Kids Will Be Kids
I was sitting in the office recently eating my fried balls of dough, as I do everyday, listening in as a 6eme girl was "telling" on one of her classmates. She was so frazzled that her words were coming out in choppy, incoherent fragments. The boy, the apparent perpetrator in this scenario, stood just behind her interjecting whenever the versions of the story diverged. They eventually resorted to shouting on top of one another to defend their versions of the tale. The crime at hand? A stolen pen.
Children in Togo are really the same as children anywhere else in the world. They come to school when they don't want to. They put their heads on the table and sometimes sleep through the classes they are uninterested in, (normally English). They hide food in their desks and sneak bites from time to time. They even use a bathroom excuse to stroll around the school, taking their sweet time to get back to class. Gym is viewed as salvation, and “pause” (break time) is Battle Royale to get first dibs on the best snacks.

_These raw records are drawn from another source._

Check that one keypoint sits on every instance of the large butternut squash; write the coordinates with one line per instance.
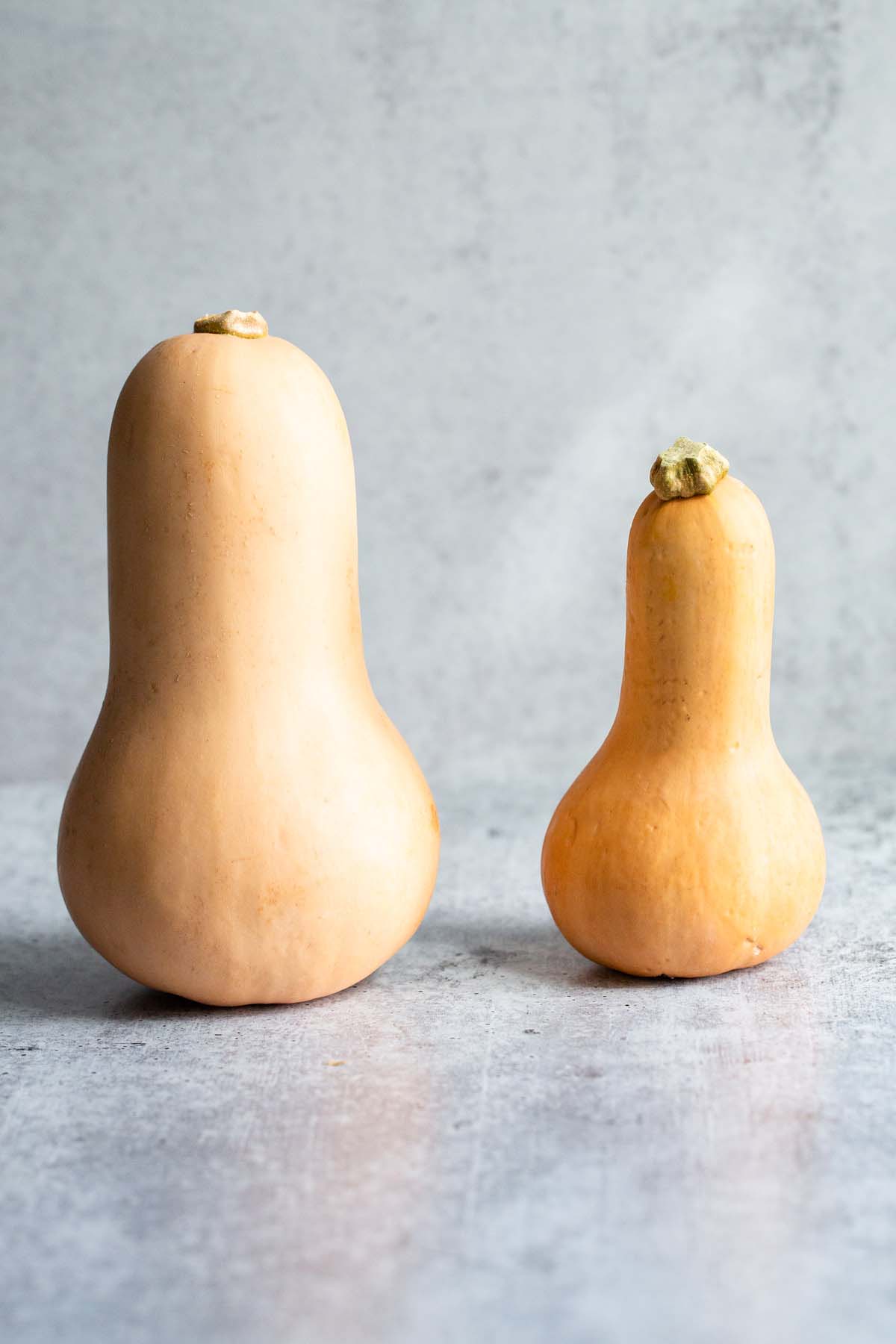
(245, 826)
(687, 847)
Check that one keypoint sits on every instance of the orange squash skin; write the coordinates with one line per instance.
(246, 826)
(687, 847)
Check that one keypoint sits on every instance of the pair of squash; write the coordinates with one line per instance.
(246, 826)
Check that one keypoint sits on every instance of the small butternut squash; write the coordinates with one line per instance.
(246, 826)
(687, 847)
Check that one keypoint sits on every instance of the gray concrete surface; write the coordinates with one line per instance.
(531, 243)
(488, 1142)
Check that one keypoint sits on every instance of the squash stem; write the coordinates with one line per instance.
(233, 323)
(687, 468)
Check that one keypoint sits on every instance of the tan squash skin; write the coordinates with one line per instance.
(246, 824)
(687, 847)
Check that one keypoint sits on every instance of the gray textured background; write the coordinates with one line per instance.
(531, 243)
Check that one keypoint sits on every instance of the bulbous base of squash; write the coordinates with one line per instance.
(231, 886)
(656, 870)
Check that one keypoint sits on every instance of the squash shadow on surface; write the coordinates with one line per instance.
(55, 976)
(531, 949)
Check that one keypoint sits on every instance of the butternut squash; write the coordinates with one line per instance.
(246, 824)
(687, 847)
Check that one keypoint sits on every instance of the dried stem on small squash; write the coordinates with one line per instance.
(687, 468)
(233, 323)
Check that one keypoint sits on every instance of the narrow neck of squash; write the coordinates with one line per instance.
(697, 663)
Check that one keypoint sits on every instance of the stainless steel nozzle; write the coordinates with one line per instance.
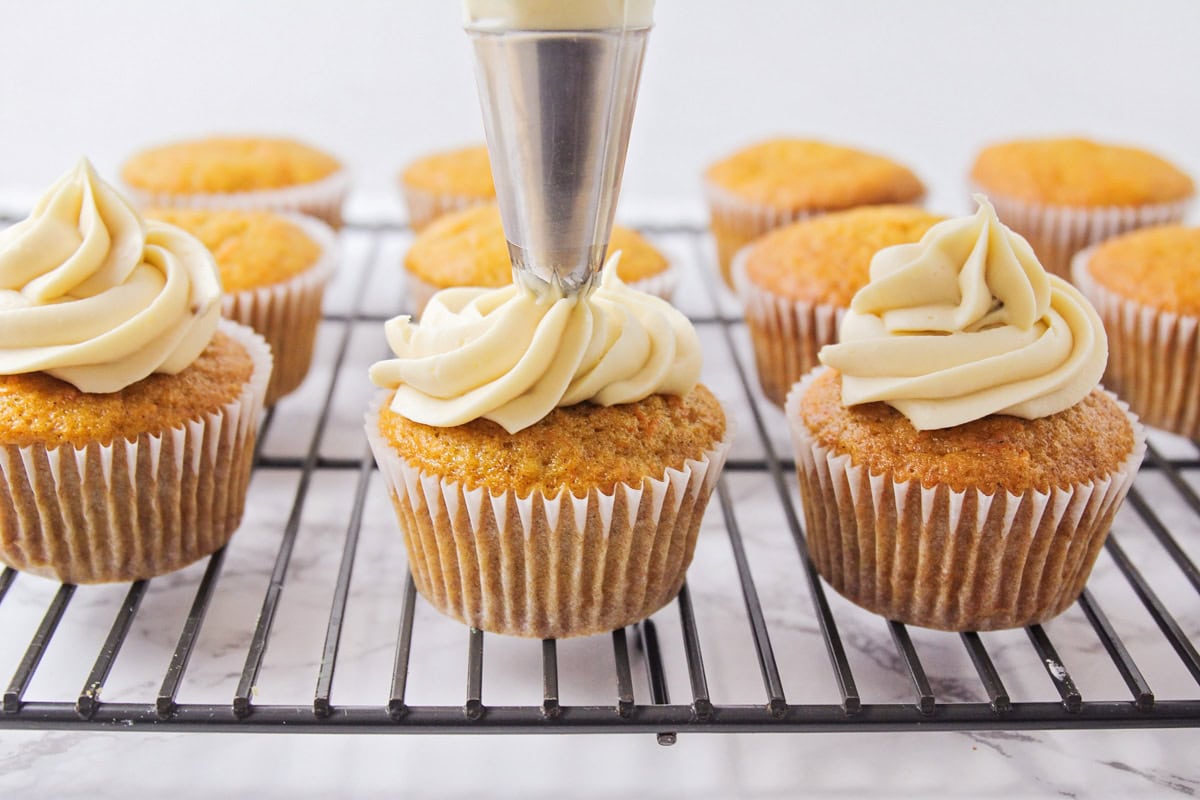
(557, 109)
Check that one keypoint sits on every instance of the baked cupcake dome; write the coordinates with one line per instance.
(779, 181)
(959, 467)
(447, 181)
(129, 409)
(1146, 287)
(468, 248)
(274, 270)
(249, 173)
(990, 524)
(1067, 193)
(797, 282)
(580, 524)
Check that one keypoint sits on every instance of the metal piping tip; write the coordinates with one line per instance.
(558, 106)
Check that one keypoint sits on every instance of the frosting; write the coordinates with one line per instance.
(511, 355)
(95, 296)
(557, 14)
(966, 323)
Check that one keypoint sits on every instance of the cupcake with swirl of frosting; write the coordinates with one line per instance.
(127, 409)
(550, 457)
(959, 464)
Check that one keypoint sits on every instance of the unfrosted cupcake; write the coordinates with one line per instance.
(127, 408)
(780, 181)
(468, 248)
(1146, 287)
(442, 182)
(797, 282)
(550, 458)
(959, 465)
(274, 270)
(247, 173)
(1065, 194)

The main difference? Most of my kids are wearing the exact same khakis every single day of the week. They likely woke up at 4:30 in the morning to fetch basins of water before the sun rises. Many of them are walking 6 to 7 kilometers round trip if they come from neighboring villages, taking along one blue pen, one red pen, one ruler, and sometimes not even a bag. Togolese children are resilient. They sometimes must endure hardships that we could never imagine. But they still show up and say good morning, refer to you as “Sir” or “Madame”, and follow orders that many of us would find difficult and potentially abusive. Yah, that third trip in a row they just made to buy rice and juice for the teachers during pause starts to eat away at my conscience too.

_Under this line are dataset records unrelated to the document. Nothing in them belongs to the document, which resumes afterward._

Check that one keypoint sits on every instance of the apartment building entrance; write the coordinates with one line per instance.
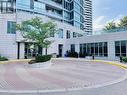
(60, 47)
(32, 50)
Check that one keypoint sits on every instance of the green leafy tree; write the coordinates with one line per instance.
(110, 26)
(35, 30)
(123, 22)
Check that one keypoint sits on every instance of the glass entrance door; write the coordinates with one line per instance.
(32, 50)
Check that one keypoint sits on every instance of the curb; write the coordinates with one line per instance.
(21, 60)
(112, 63)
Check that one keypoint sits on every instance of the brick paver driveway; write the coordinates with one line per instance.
(64, 77)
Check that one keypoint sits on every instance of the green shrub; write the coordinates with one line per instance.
(3, 58)
(43, 58)
(124, 59)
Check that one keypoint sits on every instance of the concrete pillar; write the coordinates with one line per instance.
(111, 50)
(22, 51)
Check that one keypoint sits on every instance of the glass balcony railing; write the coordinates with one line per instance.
(110, 31)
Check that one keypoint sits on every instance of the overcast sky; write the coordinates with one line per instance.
(108, 10)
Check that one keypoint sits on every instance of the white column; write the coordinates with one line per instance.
(22, 50)
(111, 50)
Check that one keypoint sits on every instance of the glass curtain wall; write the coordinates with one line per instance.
(120, 48)
(97, 49)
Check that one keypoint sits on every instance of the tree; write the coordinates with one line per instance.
(110, 26)
(38, 32)
(123, 22)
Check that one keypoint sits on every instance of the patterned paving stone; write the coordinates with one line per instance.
(62, 75)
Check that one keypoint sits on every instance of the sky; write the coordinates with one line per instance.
(105, 11)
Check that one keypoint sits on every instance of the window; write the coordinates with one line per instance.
(72, 47)
(97, 49)
(120, 48)
(68, 36)
(60, 33)
(11, 27)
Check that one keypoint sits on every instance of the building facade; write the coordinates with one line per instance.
(74, 21)
(69, 15)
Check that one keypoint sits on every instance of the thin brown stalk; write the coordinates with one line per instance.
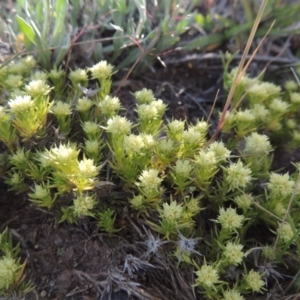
(241, 69)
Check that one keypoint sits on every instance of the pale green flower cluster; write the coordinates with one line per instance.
(182, 168)
(233, 253)
(149, 181)
(285, 232)
(8, 271)
(83, 204)
(84, 104)
(254, 281)
(171, 212)
(37, 87)
(78, 75)
(237, 175)
(280, 185)
(220, 151)
(232, 295)
(110, 106)
(133, 143)
(244, 201)
(144, 96)
(257, 144)
(21, 104)
(207, 276)
(61, 109)
(118, 125)
(229, 219)
(102, 70)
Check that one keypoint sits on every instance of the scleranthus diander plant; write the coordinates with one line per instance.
(197, 200)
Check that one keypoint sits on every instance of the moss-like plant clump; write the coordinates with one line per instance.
(65, 143)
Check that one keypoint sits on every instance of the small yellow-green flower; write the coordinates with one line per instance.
(279, 106)
(149, 141)
(102, 70)
(237, 175)
(175, 129)
(206, 160)
(110, 105)
(295, 98)
(61, 155)
(229, 219)
(91, 128)
(87, 168)
(257, 144)
(280, 185)
(14, 81)
(291, 85)
(207, 276)
(233, 253)
(183, 168)
(172, 211)
(84, 104)
(37, 87)
(61, 109)
(243, 201)
(8, 271)
(220, 151)
(260, 111)
(232, 295)
(78, 75)
(21, 104)
(144, 96)
(118, 125)
(147, 112)
(285, 232)
(83, 205)
(149, 180)
(133, 143)
(254, 281)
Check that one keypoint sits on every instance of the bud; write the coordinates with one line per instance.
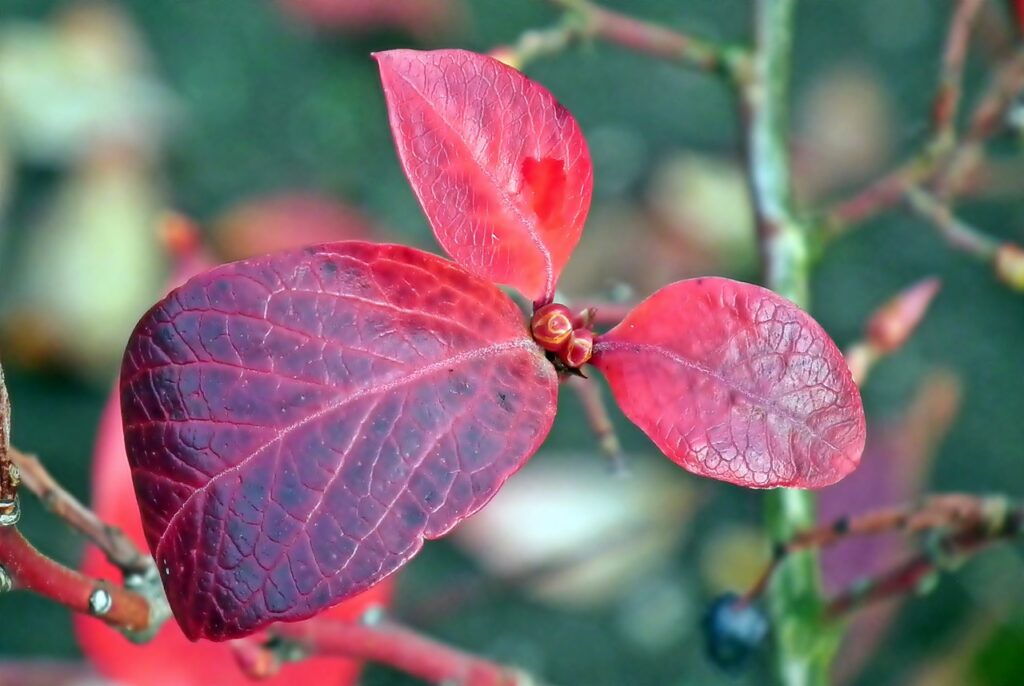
(579, 349)
(893, 324)
(552, 327)
(1010, 265)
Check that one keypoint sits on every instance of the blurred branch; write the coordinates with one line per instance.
(890, 328)
(1006, 259)
(395, 646)
(8, 473)
(972, 524)
(963, 524)
(537, 43)
(938, 149)
(611, 27)
(48, 673)
(589, 392)
(956, 232)
(951, 78)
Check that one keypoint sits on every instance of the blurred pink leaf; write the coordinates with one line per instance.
(895, 463)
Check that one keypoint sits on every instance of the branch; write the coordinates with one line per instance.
(961, 524)
(890, 327)
(118, 548)
(951, 78)
(29, 569)
(889, 189)
(596, 413)
(9, 512)
(804, 647)
(652, 39)
(397, 647)
(956, 232)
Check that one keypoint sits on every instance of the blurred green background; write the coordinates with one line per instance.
(111, 114)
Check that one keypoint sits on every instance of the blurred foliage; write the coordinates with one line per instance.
(113, 114)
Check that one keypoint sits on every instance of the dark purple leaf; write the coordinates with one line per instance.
(298, 424)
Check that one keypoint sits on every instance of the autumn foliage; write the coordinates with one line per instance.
(298, 424)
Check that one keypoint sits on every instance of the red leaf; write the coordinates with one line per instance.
(501, 169)
(298, 424)
(288, 220)
(170, 659)
(735, 383)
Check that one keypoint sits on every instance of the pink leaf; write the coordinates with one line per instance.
(298, 424)
(169, 658)
(501, 169)
(735, 383)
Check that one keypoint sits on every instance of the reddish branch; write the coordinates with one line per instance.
(889, 189)
(8, 474)
(399, 648)
(596, 412)
(965, 524)
(118, 548)
(648, 38)
(951, 80)
(31, 570)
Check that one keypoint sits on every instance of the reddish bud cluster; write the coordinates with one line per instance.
(557, 331)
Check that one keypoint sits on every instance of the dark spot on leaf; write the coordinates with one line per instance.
(546, 180)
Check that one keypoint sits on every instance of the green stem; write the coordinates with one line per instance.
(804, 644)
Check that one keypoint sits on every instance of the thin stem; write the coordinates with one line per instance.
(652, 39)
(8, 474)
(782, 237)
(118, 548)
(400, 648)
(951, 79)
(939, 149)
(957, 233)
(31, 570)
(804, 647)
(596, 412)
(537, 43)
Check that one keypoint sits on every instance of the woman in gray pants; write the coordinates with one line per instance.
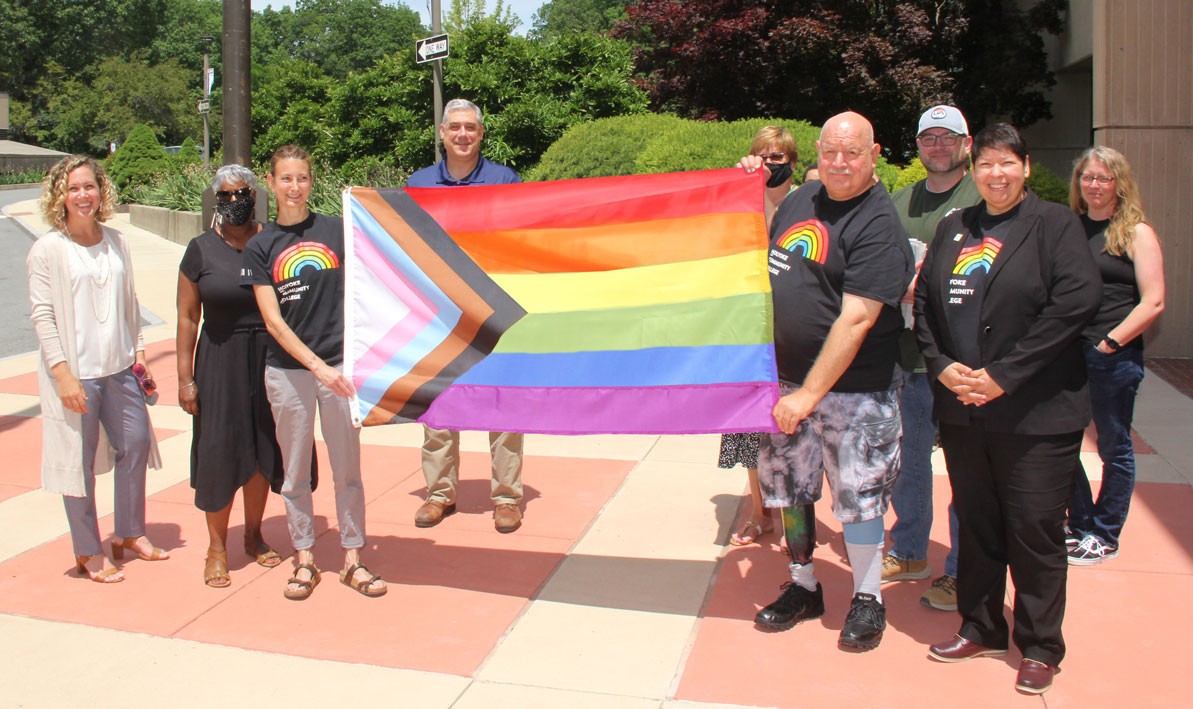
(88, 332)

All that being said the students here, are the reason I'm still in Togo. I've held no other job that is so frustrating, so consuming, yet so deeply rewarding all at the same time. Watching my students grow over the past year and a half has been a pleasure. And when I start to feel pity for those four boys squeezed together in the same desk, I watch one pick his nose, wipe it on the other, a fist thrown, a notebook tossed on the floor, shins subtly kicked under the table, and I'm reminded that kids are kids no matter where you go.